I loved this film. Unfortunately,it seems to have cut out more than half its target audience, as it's one of the few and far between films about horses that DOESN'T think that, by taming a horse and putting it to work, you are doing it a huge favour. Let's face it, people that would watch a film about horses are generally those who own one and do put it to work. This film is not afraid to say that actually,horses should be allowed to run wild.
Running Free is the story of a young chestnut colt named Lucky, born on a ship bound for the mines in Namibia, who is rescued and befriended by a young orphaned boy who works in the stables. When he loses both his mother and his newfound friend, owing to evacuation during the war,Lucky must learn to survive on his own, eventually becoming the leader of his own herd. The film is narrated by the horse and told from his point of view.
Despite the various themes of family, friendship and redemption, this film is in no way saccharine or sentimental. There are no soft focus close-ups, or gentle zoom-ins to lamenting music. In fact, the human characters are realistic; the upper class and feared stable owner still has compassion for the orphaned boy, allowing him to keep Lucky despite the foal's lack of noble lineage. What's more, unlike many 'villains', he rejects loading his own prized purebred horse on to the evacuation train, instead ensuring everyone in the mines is taken to safety.

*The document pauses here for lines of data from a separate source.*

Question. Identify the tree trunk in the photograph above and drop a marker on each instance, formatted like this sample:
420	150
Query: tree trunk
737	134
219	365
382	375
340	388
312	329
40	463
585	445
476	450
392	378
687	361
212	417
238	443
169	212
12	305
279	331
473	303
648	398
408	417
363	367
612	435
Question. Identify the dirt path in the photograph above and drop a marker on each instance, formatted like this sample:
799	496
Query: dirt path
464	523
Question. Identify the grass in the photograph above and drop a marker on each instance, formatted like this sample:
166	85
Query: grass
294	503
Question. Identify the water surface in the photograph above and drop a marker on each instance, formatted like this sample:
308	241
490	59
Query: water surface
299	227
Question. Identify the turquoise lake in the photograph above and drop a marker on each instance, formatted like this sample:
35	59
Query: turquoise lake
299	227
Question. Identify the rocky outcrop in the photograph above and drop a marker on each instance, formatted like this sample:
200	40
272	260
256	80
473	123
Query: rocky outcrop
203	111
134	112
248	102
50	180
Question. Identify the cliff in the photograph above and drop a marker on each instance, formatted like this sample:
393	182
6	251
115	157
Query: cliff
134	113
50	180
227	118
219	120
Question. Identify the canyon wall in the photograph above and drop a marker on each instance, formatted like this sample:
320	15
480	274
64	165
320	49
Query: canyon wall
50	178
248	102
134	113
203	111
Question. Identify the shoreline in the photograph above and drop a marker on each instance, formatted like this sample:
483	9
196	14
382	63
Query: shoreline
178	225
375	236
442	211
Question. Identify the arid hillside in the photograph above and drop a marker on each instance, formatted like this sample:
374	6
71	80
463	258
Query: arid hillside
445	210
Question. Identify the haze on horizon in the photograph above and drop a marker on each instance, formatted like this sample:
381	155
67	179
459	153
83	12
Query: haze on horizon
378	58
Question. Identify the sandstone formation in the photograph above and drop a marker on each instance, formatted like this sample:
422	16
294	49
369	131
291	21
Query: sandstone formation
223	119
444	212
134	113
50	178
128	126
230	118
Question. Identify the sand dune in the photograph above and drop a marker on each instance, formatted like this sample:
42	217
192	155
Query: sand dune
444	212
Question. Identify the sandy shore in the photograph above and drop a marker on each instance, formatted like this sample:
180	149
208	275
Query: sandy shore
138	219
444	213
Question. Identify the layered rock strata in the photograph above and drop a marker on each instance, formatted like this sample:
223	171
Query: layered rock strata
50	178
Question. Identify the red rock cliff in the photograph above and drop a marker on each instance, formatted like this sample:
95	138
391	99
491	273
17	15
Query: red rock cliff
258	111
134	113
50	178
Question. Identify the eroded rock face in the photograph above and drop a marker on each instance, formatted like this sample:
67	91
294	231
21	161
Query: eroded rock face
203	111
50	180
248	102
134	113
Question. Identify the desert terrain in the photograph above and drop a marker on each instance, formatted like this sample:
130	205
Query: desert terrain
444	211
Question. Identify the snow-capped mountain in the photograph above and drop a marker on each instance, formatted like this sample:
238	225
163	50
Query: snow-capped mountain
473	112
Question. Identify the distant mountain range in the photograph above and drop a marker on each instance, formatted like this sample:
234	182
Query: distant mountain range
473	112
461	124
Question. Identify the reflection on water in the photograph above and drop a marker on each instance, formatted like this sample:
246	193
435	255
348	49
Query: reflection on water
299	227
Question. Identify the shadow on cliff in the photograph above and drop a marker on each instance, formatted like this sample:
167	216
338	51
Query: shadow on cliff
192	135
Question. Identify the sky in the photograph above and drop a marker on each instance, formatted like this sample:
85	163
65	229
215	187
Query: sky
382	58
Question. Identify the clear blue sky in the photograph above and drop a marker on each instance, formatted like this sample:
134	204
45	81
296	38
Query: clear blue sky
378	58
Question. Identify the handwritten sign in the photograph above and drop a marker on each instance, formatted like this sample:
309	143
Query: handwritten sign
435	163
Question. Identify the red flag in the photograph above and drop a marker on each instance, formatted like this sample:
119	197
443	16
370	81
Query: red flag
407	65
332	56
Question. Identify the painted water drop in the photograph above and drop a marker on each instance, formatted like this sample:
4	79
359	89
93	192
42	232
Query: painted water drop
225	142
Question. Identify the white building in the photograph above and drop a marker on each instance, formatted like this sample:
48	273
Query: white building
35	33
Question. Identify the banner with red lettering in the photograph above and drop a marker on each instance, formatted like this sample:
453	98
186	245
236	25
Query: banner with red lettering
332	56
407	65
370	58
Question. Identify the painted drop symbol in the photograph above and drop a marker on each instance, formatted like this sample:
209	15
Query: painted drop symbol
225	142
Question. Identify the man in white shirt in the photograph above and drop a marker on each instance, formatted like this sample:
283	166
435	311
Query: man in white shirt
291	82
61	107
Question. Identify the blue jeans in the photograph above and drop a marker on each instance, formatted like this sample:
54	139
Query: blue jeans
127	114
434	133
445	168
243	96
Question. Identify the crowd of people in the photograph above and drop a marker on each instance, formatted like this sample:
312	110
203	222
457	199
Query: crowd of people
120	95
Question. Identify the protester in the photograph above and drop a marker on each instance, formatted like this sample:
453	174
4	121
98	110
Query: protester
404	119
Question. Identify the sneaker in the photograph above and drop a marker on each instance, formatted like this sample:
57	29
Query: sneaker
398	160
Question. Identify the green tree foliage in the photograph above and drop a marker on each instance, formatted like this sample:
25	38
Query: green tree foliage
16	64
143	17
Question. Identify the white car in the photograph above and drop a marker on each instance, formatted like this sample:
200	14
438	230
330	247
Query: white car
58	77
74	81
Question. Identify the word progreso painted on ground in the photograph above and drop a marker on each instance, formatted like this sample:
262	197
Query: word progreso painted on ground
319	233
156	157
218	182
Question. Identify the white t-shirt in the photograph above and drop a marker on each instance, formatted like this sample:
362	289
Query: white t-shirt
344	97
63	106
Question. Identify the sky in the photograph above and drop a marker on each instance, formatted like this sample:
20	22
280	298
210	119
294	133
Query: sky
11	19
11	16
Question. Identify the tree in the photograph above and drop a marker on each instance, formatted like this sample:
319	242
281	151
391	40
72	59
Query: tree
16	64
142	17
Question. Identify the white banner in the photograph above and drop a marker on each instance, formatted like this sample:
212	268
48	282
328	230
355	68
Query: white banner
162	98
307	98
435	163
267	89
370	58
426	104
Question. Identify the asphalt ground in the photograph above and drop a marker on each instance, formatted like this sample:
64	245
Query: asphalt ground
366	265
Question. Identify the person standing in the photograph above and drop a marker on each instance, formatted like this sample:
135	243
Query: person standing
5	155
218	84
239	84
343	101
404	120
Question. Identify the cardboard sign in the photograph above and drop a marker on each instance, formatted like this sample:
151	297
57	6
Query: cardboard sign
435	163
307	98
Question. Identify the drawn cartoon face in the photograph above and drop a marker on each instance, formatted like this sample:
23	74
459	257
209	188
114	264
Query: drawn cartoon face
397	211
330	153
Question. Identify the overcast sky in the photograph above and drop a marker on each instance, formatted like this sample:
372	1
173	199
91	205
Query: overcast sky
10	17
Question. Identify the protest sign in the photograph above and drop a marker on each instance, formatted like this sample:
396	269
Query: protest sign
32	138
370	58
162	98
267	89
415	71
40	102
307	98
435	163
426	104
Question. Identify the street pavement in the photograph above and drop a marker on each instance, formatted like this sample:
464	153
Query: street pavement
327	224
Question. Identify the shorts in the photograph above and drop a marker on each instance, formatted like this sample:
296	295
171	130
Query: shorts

However, there are several suspensions of belief, as the orphaned boy and Lucky somehow survive in the Namibian desert. Lucky too apparently learns his survival skills from a young village girl.
Despite this, I enjoyed Running Free a great deal, as the focus is on the horses, and riding and working them is not seen as normal and acceptable. Neither is there too much sentimentality or blatant moralising, as is found in many family films. If you are interested in horses, it is definitely worth watching, if not, it is at least worth a look for its different perspective.